Hi,

> De : Stanislav Malyshev [mailto:smalys...@gmail.com]
>
> There was a lot of discussion about this topic. Right now, unless
> there's a proposal to fix it that works, I don't see what can be done
> about it.

I wrote a long message some months ago to explain why reserving names was, 
IMHO, the wrong way to go 
(https://www.mail-archive.com/internals@lists.php.net/msg75672.html). The 
problem comes from authorizing bare class names as type hints. That’s history, 
none to blame here, it should just have been solved when type hints were 
extended to arrays, but, with the extension to scalars, it is now urgent.

Solving conflicts one by one, and discussing whether 'String' is a bad choice 
for a class name, or if it should be reserved in a case-sensitive way, won't 
solve anything. 'String' is just the first one to jump in. Consider 'Resource', 
'Object'... All potential endless discussions to clutter the mailing list and 
make users afraid of switching to 7. Potential result : the old circle Johannes 
is talking about and the python 2/3 effect.

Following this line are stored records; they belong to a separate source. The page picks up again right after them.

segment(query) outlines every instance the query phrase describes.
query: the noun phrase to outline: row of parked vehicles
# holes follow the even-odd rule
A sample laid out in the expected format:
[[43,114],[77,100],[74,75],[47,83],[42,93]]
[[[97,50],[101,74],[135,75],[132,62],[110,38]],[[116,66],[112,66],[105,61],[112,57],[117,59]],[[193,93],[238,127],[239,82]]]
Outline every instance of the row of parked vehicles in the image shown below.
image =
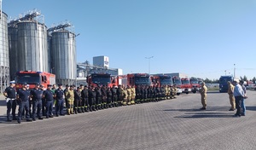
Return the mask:
[[[181,93],[196,93],[201,88],[202,79],[197,78],[171,77],[165,74],[149,75],[148,73],[131,73],[126,75],[112,76],[108,73],[92,73],[86,78],[88,85],[108,85],[110,87],[119,84],[124,86],[165,86],[175,85],[177,95]],[[44,72],[20,71],[16,72],[16,88],[21,88],[22,83],[30,84],[34,88],[37,83],[44,85],[55,84],[55,76]],[[57,83],[59,84],[59,83]]]

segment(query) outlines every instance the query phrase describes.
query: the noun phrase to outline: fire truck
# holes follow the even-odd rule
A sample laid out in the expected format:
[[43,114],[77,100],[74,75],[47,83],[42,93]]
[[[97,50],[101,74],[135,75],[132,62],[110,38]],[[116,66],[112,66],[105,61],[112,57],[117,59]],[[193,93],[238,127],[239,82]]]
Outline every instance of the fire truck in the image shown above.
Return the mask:
[[196,78],[195,77],[191,77],[189,81],[190,81],[190,84],[191,84],[191,91],[193,93],[196,93],[197,91],[199,91],[201,85],[199,84],[198,78]]
[[177,88],[177,95],[179,95],[181,93],[183,93],[181,79],[178,77],[172,77],[172,81],[173,84],[175,84]]
[[20,71],[15,74],[15,82],[17,89],[22,88],[23,83],[29,84],[30,89],[35,88],[36,84],[47,87],[47,84],[55,84],[55,75],[46,72]]
[[86,82],[89,86],[108,85],[113,87],[113,84],[118,84],[117,78],[109,73],[91,73],[87,76]]
[[124,86],[152,85],[150,75],[148,73],[132,73],[119,76],[117,78],[119,84]]
[[181,78],[183,93],[189,94],[191,92],[191,84],[188,78]]
[[173,85],[173,82],[171,76],[168,75],[154,75],[150,77],[152,84],[154,85],[158,85],[159,87],[162,85]]

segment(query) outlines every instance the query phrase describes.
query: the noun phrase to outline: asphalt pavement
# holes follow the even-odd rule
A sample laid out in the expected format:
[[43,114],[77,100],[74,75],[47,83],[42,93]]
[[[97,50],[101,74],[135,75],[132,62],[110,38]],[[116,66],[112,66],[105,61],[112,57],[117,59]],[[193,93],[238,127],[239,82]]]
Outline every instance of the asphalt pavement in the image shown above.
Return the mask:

I think we need to consider we have a name conflict, as we are using the same 
name space for two different concepts, and decide a long-term strategy to 
address it, preferably before releasing 7.0. Once again, I propose what I still 
consider as the only long-term solution proposed so far : slowly, step by step, 
deprecate the usage of bare class names as type hints. It looks like a huge 
break, and it is, but we can make it smooth. Here are the steps I have in mind :

- In 7.0, introduce the 'object' (accepts any object instance) and 
'object(ClassName)' (similar to the bare 'ClassName') type hint syntaxes. Bare 
class names are still recognized and priority is given to class names (if a 
'String' class is defined, every 'String' or even 'string' type hints will 
always refer to it). So, compatibility is preserved, even if class names 
conflict with scalar type hints. Prominent frameworks will easily change their 
'String' type hints to 'object(String)' and be prepared for the next step. 
Anyway, they have several years to do it and the most important is that they 
keep their class names.

- In a second step, probably in 8.0, and with a prior deprecation message 
introduced in a 7.x version to define, remove support for bare class names as 
type hints. This step can be refined later. The most important is to introduce 
the target syntax as soon as possible.